We conducted a phase I crossover study of escalating doses of both paclitaxel (Taxol; Bristol-Myers, Squibb, Princeton, NJ) and r-verapamil, the less cardiotoxic stereoisomer, in heavily pretreated patients with metastatic breast cancer.
Twenty-nine patients refractory to paclitaxel by 3-hour infusion were treated orally with r-verapamil every 4 hours starting 24 hours before the same-dose 3-hour paclitaxel infusion and continuing for a total of 12 doses. Once the maximum-tolerated dose (MTD) of the combination was determined, seven additional patients who had not been treated with either drug were evaluated to determine whether the addition of r-verapamil altered the pharmacokinetics of paclitaxel. Consenting patients had tumor biopsies for P-glycoprotein (Pgp) expression before receiving paclitaxel and after becoming refractory to paclitaxel therapy.
The MTD of the combination was 225 mg/m2 of r-verapamil every 4 hours with paclitaxel 200 mg/m2 by 3-hour infusion. Dose-limiting hypotension and bradycardia were observed in three of five patients treated at 250 mg/m2 r-verapamil. Fourteen patients received 32 cycles of r-verapamil at the MTD as outpatient therapy without developing cardiac toxicity. The median peak and trough serum verapamil concentrations at the MTD were 5.1 micromol/L (range, 1.9 to 6.3), respectively, which are within the range necessary for in vitro modulation of Pgp-mediated multidrug resistance (MDR). Increased serum verapamil concentrations and cardiac toxicity were observed more frequently in patients with elevated hepatic transaminases and bilirubin levels. Hematologic toxicity from combined paclitaxel and r-verapamil was significantly worse compared with the previous cycle of paclitxel without r-verapamil. In the pharmacokinetic analysis, r-verapamil delayed mean paclitaxel clearance and increased mean peak paclitaxel concentrations.
r-Verapamil at 225 mg/m2 orally every 4 hours can be given safely with paclitaxel 200 mg/m2 by 3-hour infusion as outpatient therapy and is associated with serum levels considered active for Pgp inhibition.

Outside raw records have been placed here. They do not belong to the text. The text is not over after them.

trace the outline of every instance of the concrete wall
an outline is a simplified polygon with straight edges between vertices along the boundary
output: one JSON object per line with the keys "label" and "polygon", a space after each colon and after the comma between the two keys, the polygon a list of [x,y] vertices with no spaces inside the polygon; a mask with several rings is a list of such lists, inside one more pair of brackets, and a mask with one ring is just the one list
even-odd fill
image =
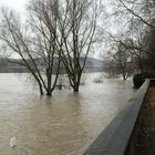
{"label": "concrete wall", "polygon": [[149,86],[146,80],[83,155],[124,155]]}

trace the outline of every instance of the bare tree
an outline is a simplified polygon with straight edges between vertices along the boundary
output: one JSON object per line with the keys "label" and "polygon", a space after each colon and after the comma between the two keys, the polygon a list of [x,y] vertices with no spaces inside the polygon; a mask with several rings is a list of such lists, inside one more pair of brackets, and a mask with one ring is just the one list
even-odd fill
{"label": "bare tree", "polygon": [[2,9],[1,14],[2,45],[7,53],[13,52],[22,59],[20,65],[27,66],[33,75],[41,95],[43,90],[46,95],[52,94],[59,75],[61,45],[56,45],[56,1],[32,0],[24,27],[13,11]]}
{"label": "bare tree", "polygon": [[99,4],[93,0],[64,0],[60,8],[61,59],[74,92],[79,92],[81,75],[95,42]]}

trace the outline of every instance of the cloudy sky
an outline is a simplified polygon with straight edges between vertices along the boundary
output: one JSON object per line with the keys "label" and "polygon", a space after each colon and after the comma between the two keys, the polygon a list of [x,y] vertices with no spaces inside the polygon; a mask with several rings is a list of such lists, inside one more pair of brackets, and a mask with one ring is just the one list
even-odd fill
{"label": "cloudy sky", "polygon": [[0,7],[6,6],[23,13],[28,1],[29,0],[0,0]]}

The addition of r-verapamil significantly alters the toxicity and pharmacokinetics of paclitaxel.
我们对转移性乳腺癌的重度预处理患者进行了一项I期交叉研究,以逐步增加紫杉醇(泰素;百时美施贵宝公司,新泽西州普林斯顿)和心脏毒性较小的立体异构体r-维拉帕米的剂量。
29例对3小时输注紫杉醇耐药的患者,在相同剂量的3小时紫杉醇输注前24小时开始,每4小时口服r-维拉帕米,共持续12剂。一旦确定了联合用药的最大耐受剂量(MTD),另外7例未接受过任何一种药物治疗的患者接受评估,以确定添加r-维拉帕米是否会改变紫杉醇的药代动力学。同意参与的患者在接受紫杉醇治疗前以及对紫杉醇治疗耐药后,进行肿瘤活检以检测P-糖蛋白(Pgp)表达。

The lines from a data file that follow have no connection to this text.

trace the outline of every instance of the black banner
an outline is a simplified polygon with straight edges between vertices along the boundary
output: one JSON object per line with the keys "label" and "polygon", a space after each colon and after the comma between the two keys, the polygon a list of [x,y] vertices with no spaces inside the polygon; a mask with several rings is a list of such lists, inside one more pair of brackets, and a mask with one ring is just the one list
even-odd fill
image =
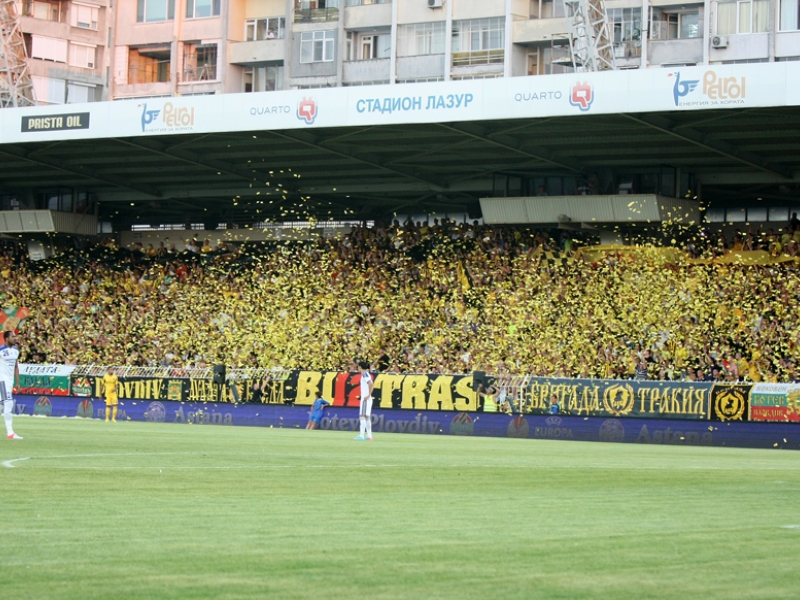
{"label": "black banner", "polygon": [[752,385],[715,383],[711,390],[711,418],[715,421],[747,421]]}
{"label": "black banner", "polygon": [[[70,377],[72,395],[102,398],[101,376]],[[256,387],[257,386],[257,387]],[[265,378],[229,380],[225,384],[211,379],[189,377],[120,377],[120,400],[175,400],[181,402],[261,402],[283,404],[284,381]]]}
{"label": "black banner", "polygon": [[89,129],[89,113],[22,117],[22,133],[64,131],[68,129]]}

联合用药的MTD为每4小时225mg/m²的r-维拉帕米,同时3小时输注200mg/m²的紫杉醇。在接受250mg/m² r-维拉帕米治疗的5例患者中,有3例出现了剂量限制性低血压和心动过缓。14例患者在门诊接受了32个周期的MTD剂量的r-维拉帕米治疗,未出现心脏毒性。MTD时血清维拉帕米浓度的中位数峰值和谷值分别为5.1μmol/L(范围1.9至6.3),这在体外调节Pgp介导的多药耐药(MDR)所需的范围内。肝转氨酶和胆红素水平升高的患者中,血清维拉帕米浓度升高和心脏毒性的发生更为频繁。与之前未使用r-维拉帕米的紫杉醇周期相比,紫杉醇与r-维拉帕米联合使用时的血液学毒性明显更严重。在药代动力学分析中,r-维拉帕米延迟了紫杉醇的平均清除率,并提高了紫杉醇的平均峰值浓度。
每4小时口服225mg/m²的r-维拉帕米与3小时输注200mg/m²的紫杉醇联合使用时,可作为门诊治疗安全给药,且与被认为对Pgp抑制有效的血清水平相关。添加r-维拉帕米显著改变了紫杉醇的毒性和药代动力学。